Raphael Lance, director of energy transition infrastructure funds, Mirova

Impact firm Mirova is preparing to take on more risk to maintain returns for its latest infrastructure fund.

Mirova has closed Energy Transition 5, an Article 9 fund, at €1.6 billion – smashing its €1 billion target and its original €1.3 billion hard-cap. It is linking 15 percent of its carried interest to sustainability-related KPIs such as avoided emissions, biodiversity, health and safety and gender diversity. Five percent of its management fees will be committed to Mirova’s foundation for philanthropy and social investment.

Although this is the fifth vintage of its renewable energy infrastructure strategy, Mirova has allocated around 30 percent of the fund to “upstream” private equity stakes in renewable energy development firms – rather than the underlying generation assets, Raphaël Lance, the strategy’s director, told New Private Markets.

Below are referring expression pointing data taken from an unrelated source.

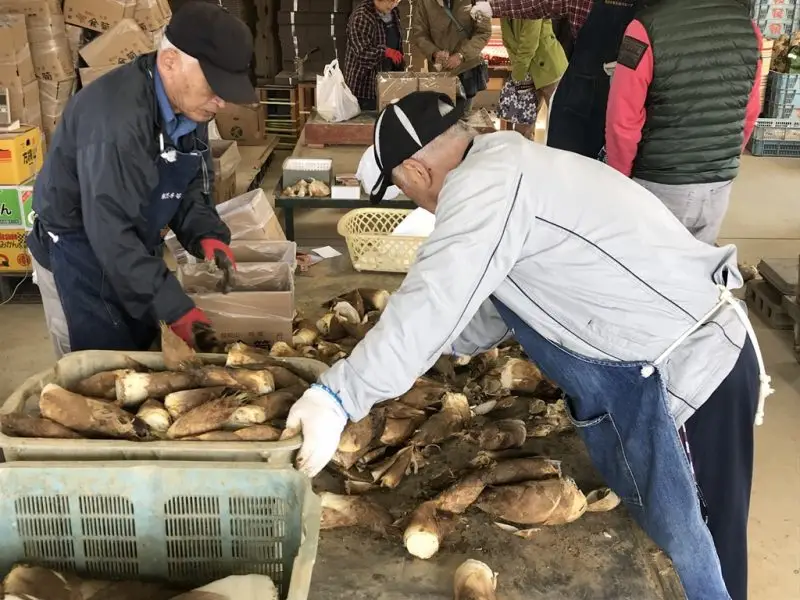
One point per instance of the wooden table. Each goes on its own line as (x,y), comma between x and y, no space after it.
(345,160)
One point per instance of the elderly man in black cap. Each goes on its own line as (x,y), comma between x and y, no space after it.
(129,158)
(608,294)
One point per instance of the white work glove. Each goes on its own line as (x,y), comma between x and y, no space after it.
(321,419)
(481,10)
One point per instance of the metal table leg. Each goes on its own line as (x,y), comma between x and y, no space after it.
(288,222)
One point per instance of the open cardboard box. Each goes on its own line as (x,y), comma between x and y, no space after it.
(260,309)
(249,217)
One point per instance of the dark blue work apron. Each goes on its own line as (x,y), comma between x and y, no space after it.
(578,116)
(632,440)
(96,318)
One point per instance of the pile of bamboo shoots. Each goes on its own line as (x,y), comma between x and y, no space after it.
(246,400)
(497,401)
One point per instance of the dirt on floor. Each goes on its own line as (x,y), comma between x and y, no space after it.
(599,556)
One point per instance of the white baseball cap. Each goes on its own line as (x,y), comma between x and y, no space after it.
(369,173)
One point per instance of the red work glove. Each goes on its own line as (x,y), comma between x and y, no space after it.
(185,327)
(222,255)
(394,55)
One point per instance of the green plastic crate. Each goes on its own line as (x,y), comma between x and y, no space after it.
(187,523)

This is a growing trend among infrastructure funds seeking double-digit returns: KGAL and Asper have inked similar deals in recent years, affiliate title Infrastructure Investor reported. Mirova has already completed three such private equity deals from ET5. “There is value to be captured further up the value chain. There is strong likelihood that these developers will turn into asset owners,” said Lance.

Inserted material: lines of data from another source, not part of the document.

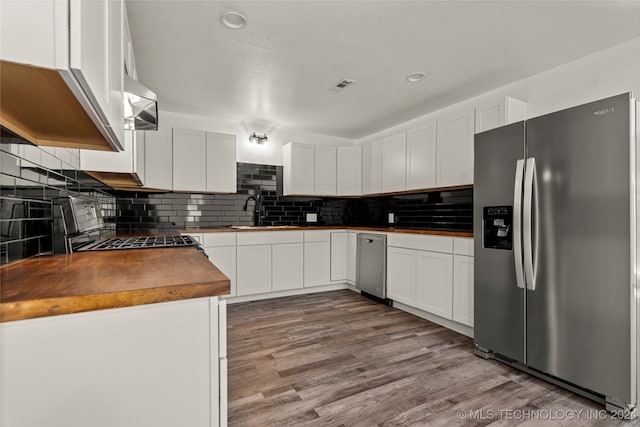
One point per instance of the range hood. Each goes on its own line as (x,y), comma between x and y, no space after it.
(140,106)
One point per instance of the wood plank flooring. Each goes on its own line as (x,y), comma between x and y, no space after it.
(338,359)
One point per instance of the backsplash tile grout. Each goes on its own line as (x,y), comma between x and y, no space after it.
(444,210)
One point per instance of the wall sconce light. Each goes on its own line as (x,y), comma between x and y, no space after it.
(257,139)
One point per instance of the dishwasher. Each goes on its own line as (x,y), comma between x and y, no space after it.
(371,267)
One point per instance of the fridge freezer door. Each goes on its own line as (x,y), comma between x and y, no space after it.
(579,315)
(499,318)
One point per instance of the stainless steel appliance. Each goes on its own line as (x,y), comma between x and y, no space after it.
(555,248)
(139,243)
(371,264)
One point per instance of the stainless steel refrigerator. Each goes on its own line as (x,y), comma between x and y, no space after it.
(555,248)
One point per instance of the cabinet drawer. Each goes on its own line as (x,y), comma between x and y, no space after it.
(317,236)
(268,237)
(421,242)
(196,236)
(219,239)
(463,246)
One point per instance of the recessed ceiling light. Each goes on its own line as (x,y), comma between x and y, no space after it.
(416,77)
(233,20)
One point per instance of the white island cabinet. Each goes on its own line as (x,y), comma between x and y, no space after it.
(151,365)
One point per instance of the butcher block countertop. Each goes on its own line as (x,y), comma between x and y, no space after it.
(235,229)
(86,281)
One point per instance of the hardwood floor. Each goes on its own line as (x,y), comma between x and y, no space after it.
(338,359)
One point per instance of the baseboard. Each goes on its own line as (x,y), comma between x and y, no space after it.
(291,292)
(449,324)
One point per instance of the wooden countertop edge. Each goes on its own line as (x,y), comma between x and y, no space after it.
(312,228)
(46,307)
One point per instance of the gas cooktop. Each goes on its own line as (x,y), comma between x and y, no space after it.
(139,243)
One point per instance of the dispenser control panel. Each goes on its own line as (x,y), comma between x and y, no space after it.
(497,227)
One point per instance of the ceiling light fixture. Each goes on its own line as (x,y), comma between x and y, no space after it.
(416,77)
(257,139)
(234,20)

Why? Returns on renewable infrastructure strategies in developed markets have been trending lower as the market de-risks, said Lance. “In order to maintain the returns – or enhance it a bit – you have to take more risky positions.”

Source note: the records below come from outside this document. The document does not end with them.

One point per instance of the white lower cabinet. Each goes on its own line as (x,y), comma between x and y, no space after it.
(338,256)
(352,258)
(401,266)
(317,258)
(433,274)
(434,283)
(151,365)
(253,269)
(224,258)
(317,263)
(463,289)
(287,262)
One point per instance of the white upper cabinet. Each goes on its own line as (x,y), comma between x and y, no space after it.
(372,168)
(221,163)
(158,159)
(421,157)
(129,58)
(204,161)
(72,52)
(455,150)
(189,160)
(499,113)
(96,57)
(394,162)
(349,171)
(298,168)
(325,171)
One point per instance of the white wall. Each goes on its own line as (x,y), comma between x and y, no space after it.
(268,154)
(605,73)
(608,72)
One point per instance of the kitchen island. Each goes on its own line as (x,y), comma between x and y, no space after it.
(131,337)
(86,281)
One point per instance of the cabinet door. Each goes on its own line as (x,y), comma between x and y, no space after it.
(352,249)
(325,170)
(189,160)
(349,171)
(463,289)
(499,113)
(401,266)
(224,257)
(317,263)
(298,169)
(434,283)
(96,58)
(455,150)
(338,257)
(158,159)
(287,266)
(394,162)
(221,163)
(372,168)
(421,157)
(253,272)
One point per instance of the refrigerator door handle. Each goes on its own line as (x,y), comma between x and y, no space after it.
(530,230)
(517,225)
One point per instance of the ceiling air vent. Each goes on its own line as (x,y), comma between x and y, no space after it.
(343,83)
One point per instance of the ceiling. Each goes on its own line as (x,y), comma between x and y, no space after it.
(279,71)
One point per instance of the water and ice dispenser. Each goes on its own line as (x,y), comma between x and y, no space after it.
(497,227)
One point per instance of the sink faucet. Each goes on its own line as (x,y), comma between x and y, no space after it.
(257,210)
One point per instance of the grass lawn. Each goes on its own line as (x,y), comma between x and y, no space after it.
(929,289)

Mirova is also expanding into emerging European markets such as Poland in a bid to increase ET5’s risk exposure and returns, although the majority of the fund is likely to be invested in developed European markets, said Lance. Renewable energy assets in Poland, for example, can generate a premium because “some investors do not dare to invest in Poland” and the Polish government has committed to shifting more of its energy supply to renewables, “so it’s a bit more competitive.”

Moreover, Lance cites a “great need” for investment in renewable infrastructure in Eastern Europe to power the energy transition “because their energy mix is very carbon intensive at the moment”.

Most of the fund’s investors are pensions and insurance companies, and many are investing from dedicated sustainability or impact buckets, said Lance. Twenty-five percent of investors are based in France, most are European and a handful are from other geographies such as South Korea, Japan and North America. “We turned down investors by the end,” said Lance.